Surtout la nuit, les travailleurs exerçant un métier les mettant en contact direct avec le grand public - sécurité, santé, commerce, transport - doivent composer avec un certain niveau de risque. Entre 2000 et 2010, quelque 130 personnes ont été tuées au Canada dans l'exercice d'une telle fonction, dont 27 chauffeurs de véhicules publics.

Le métier de chauffeur de taxi - en outre pénible, accaparant et mal rétribué - est sans doute le plus risqué. Il consiste notamment en ceci: faire monter derrière soi, aux petites heures du matin, quelques parfaits inconnus possiblement éméchés, peut-être agressifs, en route vers quelque coin perdu de la ville...

Pour la plupart des gens, c'est la définition d'un cauchemar.

En 2009, la police de Montréal a fait le point sur cette situation après avoir constaté que, chaque année, entre 40 et 76 chauffeurs de taxi étaient victimes de vols qualifiés. Sondés à ce sujet, plus de la moitié d'entre eux ont jugé le métier peu ou pas sécuritaire. Presque tous (97%) ont rapporté avoir fait face à des refus de payer, ce qui, dans 20% des cas, a conduit à une agression physique.

C'est une situation de ce type qui aurait conduit à une altercation entre un chauffeur de taxi, Guercy Edmond, et un groupe de jeunes hommes. L'un d'eux a été grièvement blessé lorsque la voiture-taxi a roulé sur lui. Accusé notamment de voies de fait et de délit de fuite, Edmond a été remis en liberté provisoire, hier, alors que des dizaines de collègues entouraient le palais de justice pour exprimer leur solidarité.

***

Il est hors de question de juger ici le chauffeur de taxi. C'est le rôle de la justice. En outre, on en connaît fort peu sur l'affaire. Les vidéos horribles que tout le monde a vues n'en révèlent qu'un moment et un aspect, l'incident ayant apparemment débuté plus tôt, plus loin, à l'intérieur même de la voiture.

Quoi qu'il en soit, deux choses paraissent nécessaires.

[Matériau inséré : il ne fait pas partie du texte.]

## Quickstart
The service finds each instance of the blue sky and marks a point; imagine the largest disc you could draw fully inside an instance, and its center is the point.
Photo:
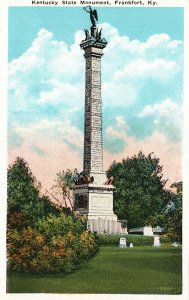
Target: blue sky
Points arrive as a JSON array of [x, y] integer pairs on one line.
[[141, 86]]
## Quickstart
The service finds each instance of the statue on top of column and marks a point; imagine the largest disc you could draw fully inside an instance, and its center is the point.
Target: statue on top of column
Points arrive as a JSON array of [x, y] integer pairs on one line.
[[93, 14]]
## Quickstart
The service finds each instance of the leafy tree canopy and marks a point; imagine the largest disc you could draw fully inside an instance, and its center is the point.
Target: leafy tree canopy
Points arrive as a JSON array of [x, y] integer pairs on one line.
[[24, 192], [140, 189]]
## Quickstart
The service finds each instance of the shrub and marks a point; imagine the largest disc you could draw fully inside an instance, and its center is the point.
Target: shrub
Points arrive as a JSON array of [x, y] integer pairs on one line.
[[54, 244], [113, 240]]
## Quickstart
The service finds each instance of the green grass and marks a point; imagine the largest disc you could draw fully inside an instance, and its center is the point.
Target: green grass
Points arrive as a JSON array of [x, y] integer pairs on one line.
[[140, 270]]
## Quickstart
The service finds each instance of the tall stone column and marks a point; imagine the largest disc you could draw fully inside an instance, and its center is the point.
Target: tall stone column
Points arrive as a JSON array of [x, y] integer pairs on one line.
[[93, 150], [93, 194]]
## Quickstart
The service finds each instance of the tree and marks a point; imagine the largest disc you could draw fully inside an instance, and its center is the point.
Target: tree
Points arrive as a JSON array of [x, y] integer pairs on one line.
[[61, 190], [173, 214], [41, 238], [24, 192], [140, 189]]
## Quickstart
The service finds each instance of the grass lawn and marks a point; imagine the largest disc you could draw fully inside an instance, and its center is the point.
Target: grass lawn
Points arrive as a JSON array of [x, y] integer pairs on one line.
[[140, 270]]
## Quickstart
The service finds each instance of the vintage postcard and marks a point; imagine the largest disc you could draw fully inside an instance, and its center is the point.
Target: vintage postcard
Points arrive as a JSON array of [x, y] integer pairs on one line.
[[95, 149]]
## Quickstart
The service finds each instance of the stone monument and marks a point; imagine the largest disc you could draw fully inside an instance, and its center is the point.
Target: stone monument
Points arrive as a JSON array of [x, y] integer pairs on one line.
[[93, 193]]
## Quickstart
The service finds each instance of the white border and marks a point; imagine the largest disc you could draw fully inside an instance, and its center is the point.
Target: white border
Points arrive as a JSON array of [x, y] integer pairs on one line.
[[3, 160]]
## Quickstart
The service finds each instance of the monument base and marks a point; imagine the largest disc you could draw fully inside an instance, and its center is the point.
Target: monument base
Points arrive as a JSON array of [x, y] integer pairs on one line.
[[96, 203]]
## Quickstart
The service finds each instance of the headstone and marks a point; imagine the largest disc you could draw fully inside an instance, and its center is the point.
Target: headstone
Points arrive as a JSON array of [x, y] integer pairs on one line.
[[175, 244], [122, 243], [147, 230], [156, 241]]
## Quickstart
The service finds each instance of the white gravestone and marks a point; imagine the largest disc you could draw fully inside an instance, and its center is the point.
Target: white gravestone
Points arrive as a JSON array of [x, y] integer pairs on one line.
[[122, 243], [156, 241]]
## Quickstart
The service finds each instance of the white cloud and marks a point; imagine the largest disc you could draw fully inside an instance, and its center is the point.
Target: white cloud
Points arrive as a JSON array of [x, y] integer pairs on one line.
[[51, 74], [167, 116]]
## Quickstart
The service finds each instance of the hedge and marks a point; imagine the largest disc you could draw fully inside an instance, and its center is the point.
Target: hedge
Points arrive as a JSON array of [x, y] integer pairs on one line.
[[113, 240]]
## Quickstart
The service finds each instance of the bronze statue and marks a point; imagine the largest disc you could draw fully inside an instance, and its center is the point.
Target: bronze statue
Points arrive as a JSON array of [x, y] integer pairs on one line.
[[93, 15]]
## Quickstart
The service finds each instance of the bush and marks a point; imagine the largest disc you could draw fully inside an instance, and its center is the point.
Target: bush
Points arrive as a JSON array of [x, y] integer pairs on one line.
[[42, 238], [54, 244], [113, 240]]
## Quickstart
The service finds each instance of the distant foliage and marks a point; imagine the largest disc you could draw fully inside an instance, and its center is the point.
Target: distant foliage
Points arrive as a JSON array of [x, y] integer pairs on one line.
[[41, 238], [140, 189], [60, 192]]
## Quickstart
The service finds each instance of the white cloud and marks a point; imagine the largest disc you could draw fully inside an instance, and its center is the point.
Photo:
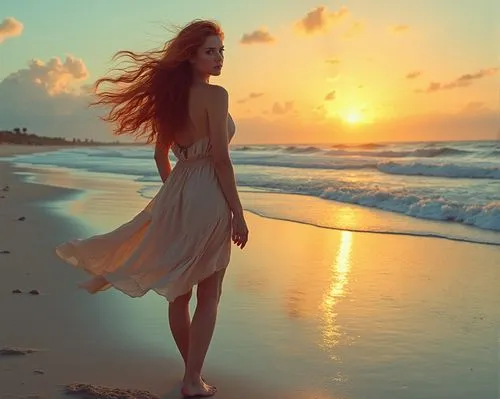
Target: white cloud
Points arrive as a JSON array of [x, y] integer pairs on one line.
[[49, 99]]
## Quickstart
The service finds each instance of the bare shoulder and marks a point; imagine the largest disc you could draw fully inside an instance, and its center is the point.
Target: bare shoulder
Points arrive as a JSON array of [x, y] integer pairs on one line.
[[214, 94]]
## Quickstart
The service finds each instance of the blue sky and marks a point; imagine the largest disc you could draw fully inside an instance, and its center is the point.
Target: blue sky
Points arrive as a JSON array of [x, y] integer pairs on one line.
[[371, 99]]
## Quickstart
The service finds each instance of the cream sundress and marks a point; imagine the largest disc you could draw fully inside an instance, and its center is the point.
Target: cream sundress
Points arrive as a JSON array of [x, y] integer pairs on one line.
[[180, 238]]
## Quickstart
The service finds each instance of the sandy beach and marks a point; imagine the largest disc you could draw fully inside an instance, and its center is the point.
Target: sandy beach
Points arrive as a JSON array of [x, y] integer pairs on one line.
[[389, 316]]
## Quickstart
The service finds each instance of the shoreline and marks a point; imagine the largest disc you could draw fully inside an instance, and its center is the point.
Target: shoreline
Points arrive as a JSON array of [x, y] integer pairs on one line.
[[324, 213], [51, 346]]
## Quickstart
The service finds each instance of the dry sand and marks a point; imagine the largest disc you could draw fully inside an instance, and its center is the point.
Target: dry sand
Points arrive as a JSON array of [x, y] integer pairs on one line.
[[52, 340], [52, 343]]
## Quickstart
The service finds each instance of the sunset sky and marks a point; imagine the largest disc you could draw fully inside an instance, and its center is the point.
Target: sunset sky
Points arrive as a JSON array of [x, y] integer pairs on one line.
[[297, 71]]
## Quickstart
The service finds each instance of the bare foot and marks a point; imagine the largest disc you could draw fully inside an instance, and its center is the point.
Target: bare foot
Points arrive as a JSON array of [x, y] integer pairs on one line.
[[94, 284], [197, 389]]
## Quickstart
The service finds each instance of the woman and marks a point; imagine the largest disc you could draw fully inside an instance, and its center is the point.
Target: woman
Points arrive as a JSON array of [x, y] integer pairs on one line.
[[183, 236]]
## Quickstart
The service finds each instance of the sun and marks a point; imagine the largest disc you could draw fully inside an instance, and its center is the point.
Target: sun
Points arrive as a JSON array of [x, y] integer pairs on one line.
[[353, 117]]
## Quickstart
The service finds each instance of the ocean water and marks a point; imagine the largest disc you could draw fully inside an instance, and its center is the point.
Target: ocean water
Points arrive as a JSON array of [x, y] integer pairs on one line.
[[321, 313], [441, 189]]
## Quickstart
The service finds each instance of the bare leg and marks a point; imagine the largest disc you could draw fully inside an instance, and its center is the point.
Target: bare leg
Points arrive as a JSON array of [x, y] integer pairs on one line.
[[179, 319], [201, 332]]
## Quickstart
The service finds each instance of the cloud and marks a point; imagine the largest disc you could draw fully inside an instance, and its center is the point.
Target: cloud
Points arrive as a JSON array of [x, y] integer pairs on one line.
[[257, 36], [10, 27], [330, 96], [251, 96], [462, 81], [474, 107], [55, 76], [279, 109], [400, 28], [48, 98], [320, 19], [483, 73], [414, 75]]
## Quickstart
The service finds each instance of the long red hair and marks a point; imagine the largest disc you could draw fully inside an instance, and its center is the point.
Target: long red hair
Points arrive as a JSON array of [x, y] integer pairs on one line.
[[149, 98]]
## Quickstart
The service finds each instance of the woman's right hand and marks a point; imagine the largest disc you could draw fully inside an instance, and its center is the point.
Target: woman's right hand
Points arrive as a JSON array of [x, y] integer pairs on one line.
[[240, 230]]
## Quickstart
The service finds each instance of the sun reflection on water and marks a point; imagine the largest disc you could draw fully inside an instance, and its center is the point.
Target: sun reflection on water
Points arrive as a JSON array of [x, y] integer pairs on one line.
[[340, 268]]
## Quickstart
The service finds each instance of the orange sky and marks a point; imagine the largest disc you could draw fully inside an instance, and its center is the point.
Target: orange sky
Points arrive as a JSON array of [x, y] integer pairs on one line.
[[308, 73]]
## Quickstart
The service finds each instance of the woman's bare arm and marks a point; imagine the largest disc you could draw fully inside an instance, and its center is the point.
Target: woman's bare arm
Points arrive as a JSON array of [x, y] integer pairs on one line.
[[162, 161], [217, 108]]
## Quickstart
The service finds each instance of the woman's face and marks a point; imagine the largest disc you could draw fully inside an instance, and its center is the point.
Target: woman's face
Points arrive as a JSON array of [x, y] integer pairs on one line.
[[209, 58]]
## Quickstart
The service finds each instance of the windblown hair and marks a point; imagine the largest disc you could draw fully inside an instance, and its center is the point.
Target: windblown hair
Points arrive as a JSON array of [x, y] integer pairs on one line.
[[149, 98]]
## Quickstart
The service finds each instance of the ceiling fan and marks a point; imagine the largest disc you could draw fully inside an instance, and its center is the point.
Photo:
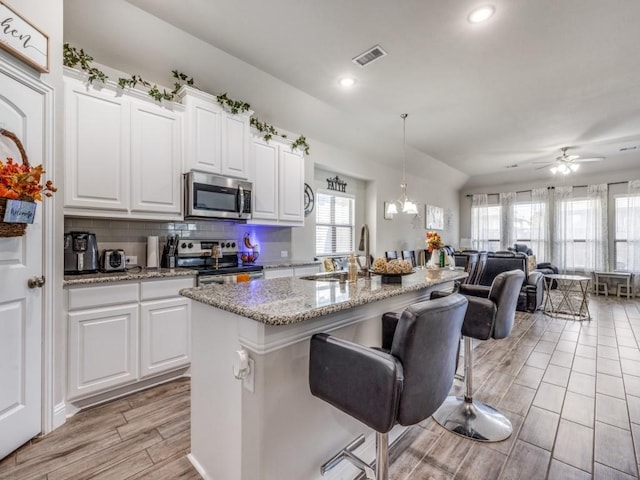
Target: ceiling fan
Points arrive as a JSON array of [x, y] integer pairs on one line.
[[565, 163]]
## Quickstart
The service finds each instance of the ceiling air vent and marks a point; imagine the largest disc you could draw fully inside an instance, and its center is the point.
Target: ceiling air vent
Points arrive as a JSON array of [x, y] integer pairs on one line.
[[369, 56]]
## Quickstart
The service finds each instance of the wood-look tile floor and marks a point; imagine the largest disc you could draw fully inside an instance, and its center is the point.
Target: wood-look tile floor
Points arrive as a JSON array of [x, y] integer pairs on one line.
[[571, 390]]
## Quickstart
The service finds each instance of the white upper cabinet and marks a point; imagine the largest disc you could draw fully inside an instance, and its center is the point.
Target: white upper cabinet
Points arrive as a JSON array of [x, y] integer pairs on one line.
[[216, 140], [203, 121], [265, 179], [123, 152], [97, 153], [291, 175], [155, 153], [278, 183]]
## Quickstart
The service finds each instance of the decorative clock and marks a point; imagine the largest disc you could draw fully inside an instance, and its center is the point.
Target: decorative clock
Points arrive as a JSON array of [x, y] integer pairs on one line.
[[309, 200]]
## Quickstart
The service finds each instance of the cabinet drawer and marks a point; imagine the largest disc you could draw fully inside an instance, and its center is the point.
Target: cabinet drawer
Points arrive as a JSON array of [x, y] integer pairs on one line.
[[307, 270], [99, 296], [278, 273], [165, 288]]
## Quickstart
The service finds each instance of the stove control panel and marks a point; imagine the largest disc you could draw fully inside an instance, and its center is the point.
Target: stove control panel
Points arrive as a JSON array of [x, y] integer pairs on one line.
[[199, 248]]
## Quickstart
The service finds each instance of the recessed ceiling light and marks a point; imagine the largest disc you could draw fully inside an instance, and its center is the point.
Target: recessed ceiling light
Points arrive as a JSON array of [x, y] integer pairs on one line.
[[347, 82], [481, 14]]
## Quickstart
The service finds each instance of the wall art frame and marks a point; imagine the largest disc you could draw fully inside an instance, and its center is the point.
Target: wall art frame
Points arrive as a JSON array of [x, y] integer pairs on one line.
[[22, 39], [434, 218]]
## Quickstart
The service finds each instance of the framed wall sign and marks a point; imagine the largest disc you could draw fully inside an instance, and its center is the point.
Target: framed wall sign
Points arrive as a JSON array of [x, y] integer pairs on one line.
[[434, 219], [23, 40]]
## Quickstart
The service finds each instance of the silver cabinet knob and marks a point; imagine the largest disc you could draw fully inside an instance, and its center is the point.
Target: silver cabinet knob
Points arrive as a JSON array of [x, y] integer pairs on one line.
[[36, 282]]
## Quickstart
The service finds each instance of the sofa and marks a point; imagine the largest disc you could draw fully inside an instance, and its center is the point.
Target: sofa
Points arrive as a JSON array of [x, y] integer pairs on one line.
[[532, 292]]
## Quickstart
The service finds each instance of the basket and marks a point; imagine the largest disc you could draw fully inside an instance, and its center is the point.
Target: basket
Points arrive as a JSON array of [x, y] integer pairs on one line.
[[12, 229]]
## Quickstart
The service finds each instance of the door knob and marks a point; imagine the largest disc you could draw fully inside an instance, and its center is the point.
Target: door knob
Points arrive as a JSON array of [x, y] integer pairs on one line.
[[36, 282]]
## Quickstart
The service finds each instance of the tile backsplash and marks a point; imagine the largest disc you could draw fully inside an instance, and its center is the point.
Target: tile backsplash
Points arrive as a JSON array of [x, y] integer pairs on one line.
[[131, 236]]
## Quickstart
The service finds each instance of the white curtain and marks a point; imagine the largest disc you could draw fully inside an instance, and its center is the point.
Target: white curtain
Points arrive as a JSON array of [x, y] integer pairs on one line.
[[540, 217], [508, 216], [580, 242], [597, 238], [633, 233], [480, 221]]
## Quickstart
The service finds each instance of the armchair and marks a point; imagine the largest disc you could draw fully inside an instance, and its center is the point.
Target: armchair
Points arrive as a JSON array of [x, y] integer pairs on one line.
[[532, 292]]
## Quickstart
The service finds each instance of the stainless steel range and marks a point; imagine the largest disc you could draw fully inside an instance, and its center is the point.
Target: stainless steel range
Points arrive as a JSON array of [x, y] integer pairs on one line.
[[197, 255]]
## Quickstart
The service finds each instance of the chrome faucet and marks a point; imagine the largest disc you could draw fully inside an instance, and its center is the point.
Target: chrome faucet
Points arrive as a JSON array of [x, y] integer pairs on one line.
[[364, 245]]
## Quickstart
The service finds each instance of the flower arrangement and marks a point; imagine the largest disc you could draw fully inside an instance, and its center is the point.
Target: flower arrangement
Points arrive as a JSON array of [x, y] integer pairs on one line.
[[434, 241], [22, 182]]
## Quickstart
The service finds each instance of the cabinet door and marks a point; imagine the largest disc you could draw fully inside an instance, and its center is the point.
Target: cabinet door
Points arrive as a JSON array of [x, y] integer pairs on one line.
[[164, 335], [235, 145], [96, 124], [102, 349], [202, 135], [155, 160], [265, 179], [291, 186]]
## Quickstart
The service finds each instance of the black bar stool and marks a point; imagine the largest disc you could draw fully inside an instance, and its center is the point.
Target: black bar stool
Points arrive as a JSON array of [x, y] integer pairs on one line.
[[380, 389]]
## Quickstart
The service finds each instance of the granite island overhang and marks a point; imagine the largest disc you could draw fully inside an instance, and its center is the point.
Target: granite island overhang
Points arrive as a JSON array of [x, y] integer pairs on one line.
[[269, 426]]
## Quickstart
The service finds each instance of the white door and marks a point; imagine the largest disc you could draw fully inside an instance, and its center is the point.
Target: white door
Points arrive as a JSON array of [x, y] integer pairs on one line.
[[21, 112]]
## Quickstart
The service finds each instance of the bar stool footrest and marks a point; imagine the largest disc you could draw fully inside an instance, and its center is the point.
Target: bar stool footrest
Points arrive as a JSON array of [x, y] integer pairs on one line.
[[474, 420]]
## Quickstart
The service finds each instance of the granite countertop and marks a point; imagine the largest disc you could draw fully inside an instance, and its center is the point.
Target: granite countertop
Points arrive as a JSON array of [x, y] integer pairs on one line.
[[289, 263], [283, 301], [133, 274]]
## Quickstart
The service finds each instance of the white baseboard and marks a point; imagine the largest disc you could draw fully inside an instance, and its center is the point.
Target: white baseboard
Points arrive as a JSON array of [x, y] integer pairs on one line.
[[59, 415], [201, 471]]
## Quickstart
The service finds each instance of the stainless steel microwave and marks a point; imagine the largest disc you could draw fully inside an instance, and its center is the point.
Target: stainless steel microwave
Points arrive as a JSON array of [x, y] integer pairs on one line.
[[213, 196]]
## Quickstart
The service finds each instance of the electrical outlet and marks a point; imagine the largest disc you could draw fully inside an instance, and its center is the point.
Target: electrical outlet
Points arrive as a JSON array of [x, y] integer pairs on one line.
[[248, 382]]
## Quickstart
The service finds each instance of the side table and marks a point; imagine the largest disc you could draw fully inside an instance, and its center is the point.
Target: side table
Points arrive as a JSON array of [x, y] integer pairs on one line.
[[571, 290]]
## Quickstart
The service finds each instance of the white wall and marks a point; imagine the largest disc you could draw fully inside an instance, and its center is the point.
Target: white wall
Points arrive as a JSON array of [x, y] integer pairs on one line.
[[150, 47]]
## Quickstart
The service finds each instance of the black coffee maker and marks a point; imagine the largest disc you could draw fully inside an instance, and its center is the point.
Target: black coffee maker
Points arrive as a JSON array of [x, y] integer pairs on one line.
[[80, 253]]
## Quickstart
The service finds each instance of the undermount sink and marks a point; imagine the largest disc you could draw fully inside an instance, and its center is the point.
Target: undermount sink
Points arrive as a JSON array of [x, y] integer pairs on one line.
[[340, 276]]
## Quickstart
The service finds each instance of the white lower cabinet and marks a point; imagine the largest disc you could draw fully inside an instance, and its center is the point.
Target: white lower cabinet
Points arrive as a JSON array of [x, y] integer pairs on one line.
[[307, 270], [122, 333], [164, 335], [103, 344], [277, 273], [295, 271]]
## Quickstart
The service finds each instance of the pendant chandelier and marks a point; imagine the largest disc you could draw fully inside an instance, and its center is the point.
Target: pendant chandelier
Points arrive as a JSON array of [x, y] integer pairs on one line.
[[403, 204]]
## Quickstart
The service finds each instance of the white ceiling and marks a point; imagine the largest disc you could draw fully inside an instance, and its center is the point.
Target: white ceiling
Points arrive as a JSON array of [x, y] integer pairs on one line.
[[539, 75]]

Un, la police doit scruter le comportement des autres individus impliqués et déterminer s'il y a matière à accusations criminelles.

Deux, tous ceux qui ont un rôle à jouer dans l'industrie du taxi doivent travailler à renforcer la sécurité des 10 800 chauffeurs montréalais.

À la Société de transport de Montréal, on a investi 8,5 millions depuis 2005 (caméras, feux d'urgence, etc.) pour la sécurité des chauffeurs d'autobus, qui courent un peu les mêmes risques. C'est moins simple dans l'industrie du taxi, ne serait-ce qu'à cause du nombre de propriétaires. Et sans doute faudra-t-il imaginer des solutions nouvelles, spécifiques, adaptées.

Mais, chose sûre, c'est tout aussi nécessaire.